People will willingly undergo very painful jobs and undertakings for money, physical pleasures, love, status, childbirth, altruism, meaning, etc. Unless you have a different standard for the ‘boxes’ than used in subjective comparison with rich experience of the things to be compared I think we just haggling over the price re intensity.
We know the felt caliber and behavioral influence of such things can vary greatly. It would be possible to alter nociception and pain receptors to amp up or damp down any particular pain. This could even involve adding a new sense, e.g. someone with congenital deafness could be given the ability to hear (installing new nerves and neurons), and hear painful sounds, with artificially set intensity of pain. Likewise one could add a new sense (or dial one up) to enable stronger pleasures. I think that both the new pains and new pleasures would ‘count’ to the same degree (and if you’re going to dismiss the pleasures as ‘wireheading’ then you should dismiss the pains too).
″ For example, I’d strongly disagree to create a box of pleasure and a box of pain, do you think my preference would go away after extrapolation?”
You trade off pain and pleasure in your own life, are you saying that the standard would be different for the boxes than for yourself?
What are you using as the examples to represent the boxes, and have you experienced them? (As discussed in my link above, people often use weaksauce examples in such comparison.)

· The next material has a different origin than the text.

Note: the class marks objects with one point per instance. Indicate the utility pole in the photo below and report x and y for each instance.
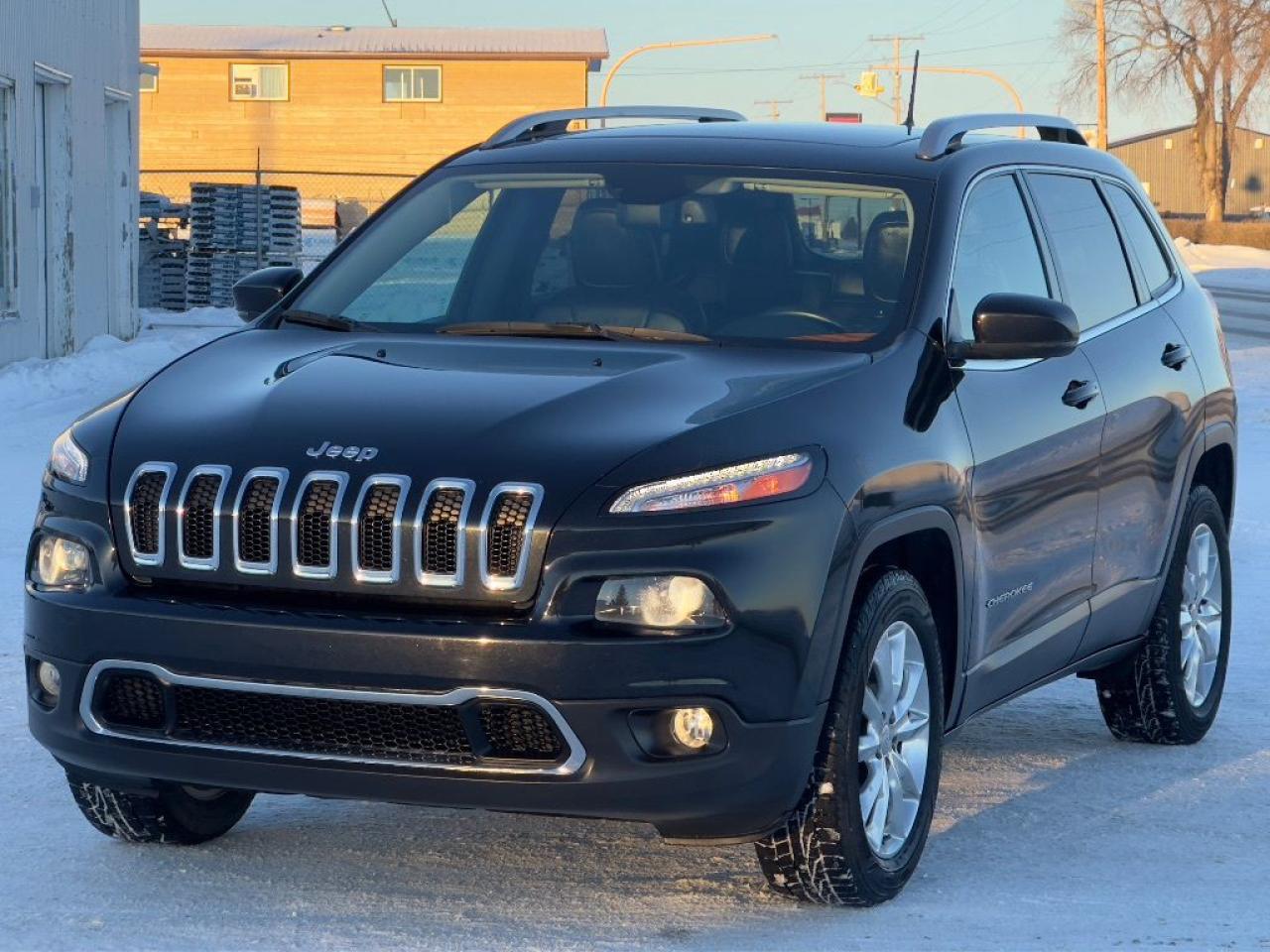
(824, 79)
(1101, 14)
(897, 45)
(775, 105)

We could certainly make agents for whom pleasure and pain would use equal resources per util. The question is if human preferences today (or extrapolated) would sympathize with such agents to the point of giving them the universe. Their decision-making could look very inhuman to us. If we value such agents with a discount factor, we’re back at square one.

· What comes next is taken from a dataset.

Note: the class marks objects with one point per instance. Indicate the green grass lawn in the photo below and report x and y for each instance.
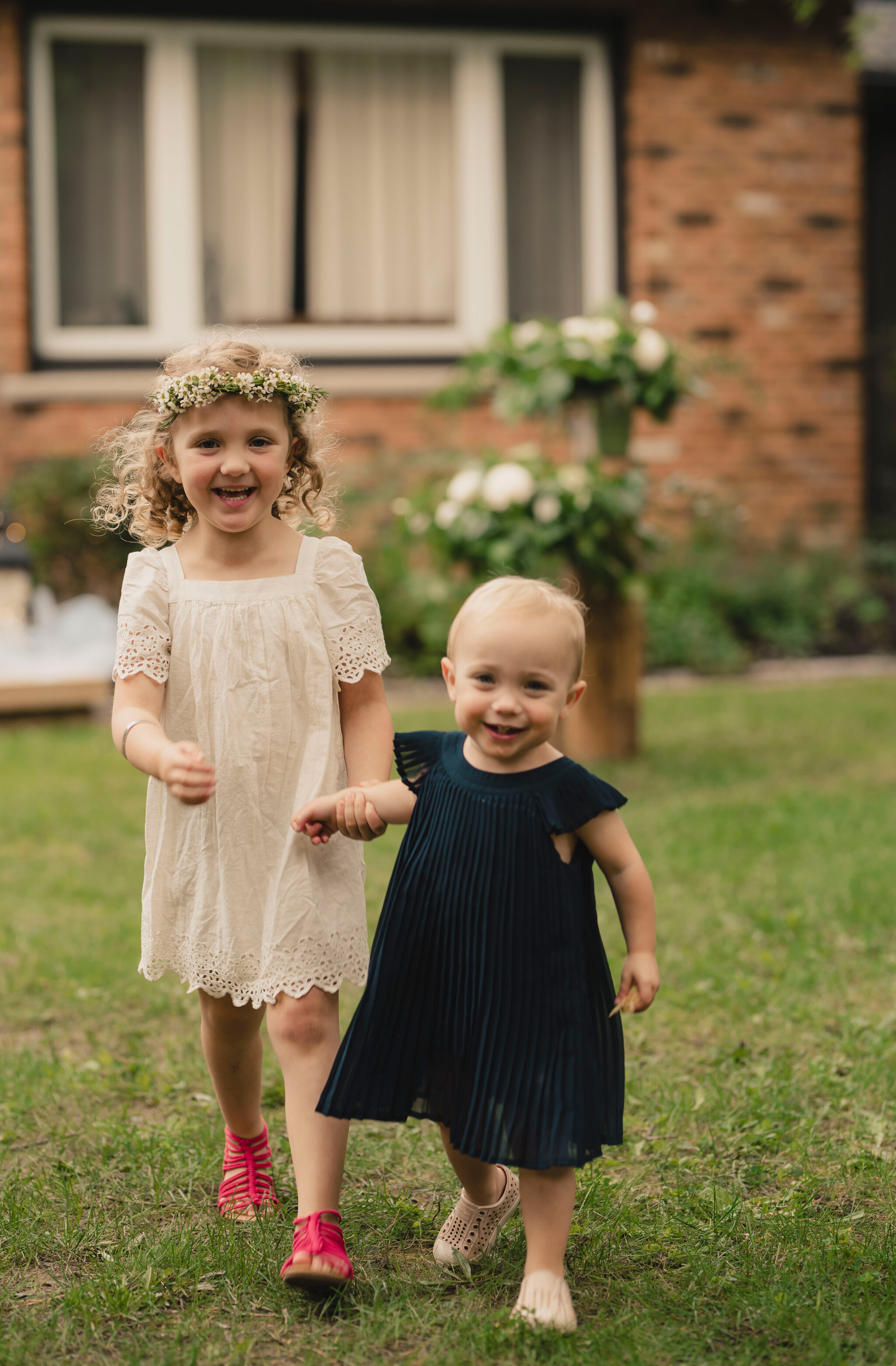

That’s what the congenital deafness discussion was about.
You have preferences over pain and pleasure intensities that you haven’t experienced, or new durations of experiences you know. Otherwise you wouldn’t have anything to worry about re torture, since you haven’t experienced it.

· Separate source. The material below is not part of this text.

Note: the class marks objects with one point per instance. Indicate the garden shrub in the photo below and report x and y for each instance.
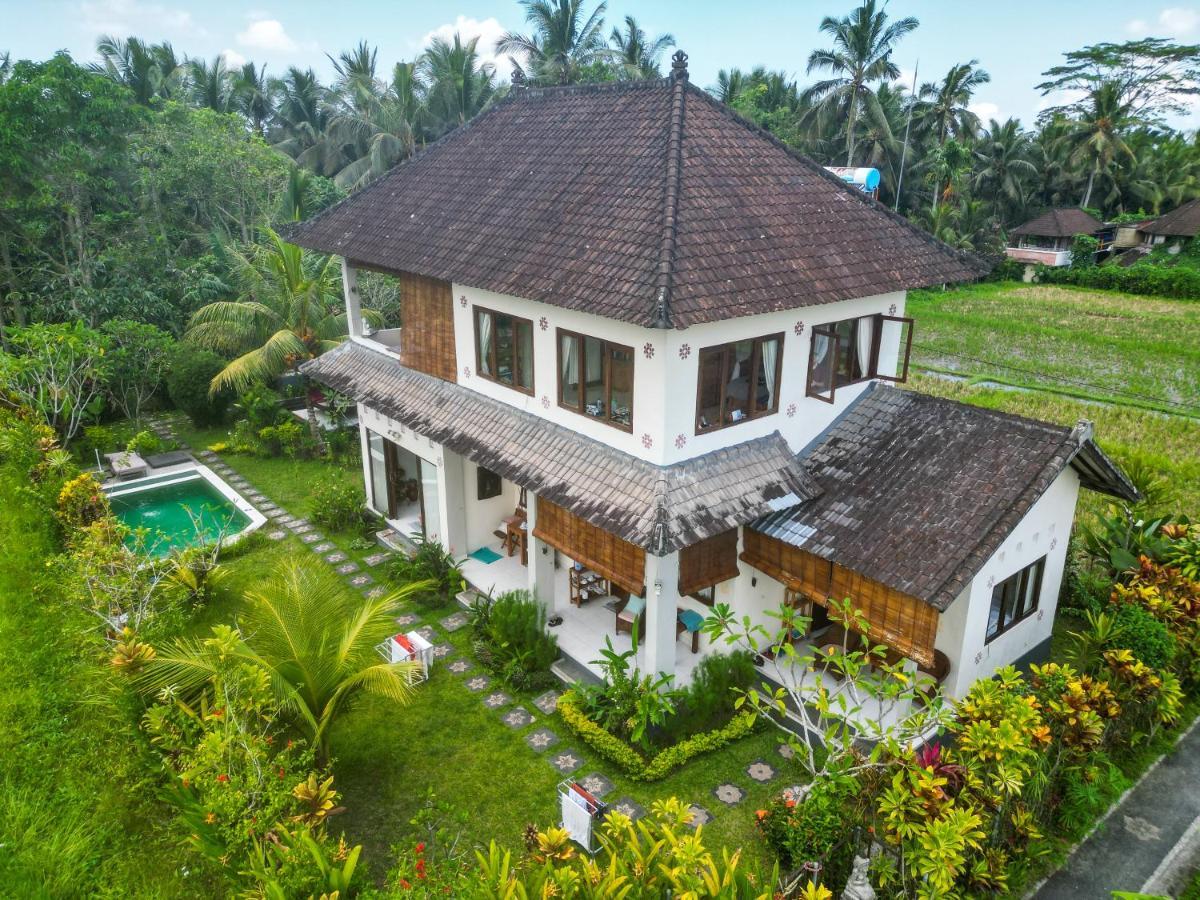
(339, 505)
(190, 375)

Consider people with pain asymbolia:
Suppose you currently had pain asymbolia. Would that mean you wouldn’t object to pain and suffering in non-asymbolics? What if you personally had only happened to experience extremely mild discomfort while having lots of great positive experiences? What about for yourself? If you knew you were going to get a cure for your pain asymbolia tomorrow would you object to subsequent torture as intrinsically bad?
We can go through similar stories for major depression and positive mood.
Seems it’s the character of the experience that matters.
Likewise, if you’ve never experienced skiing, chocolate, favorite films, sex, victory in sports, and similar things that doesn’t mean you should act as though they have no moral value. This also holds true for enhanced experiences and experiences your brain currently is unable to have, like the case of congenital deafness followed by a procedure to grant hearing and listening to music.
Music and chocolate are known to be mostly safe. I guess I’m more cautious about new self-modifications that can change my decisions massively, including decisions about more self-modifications. It seems like if I’m not careful, you can devise a sequence that will turn me into a paperclipper. That’s why I discount such agents for now, until I understand better what CEV means.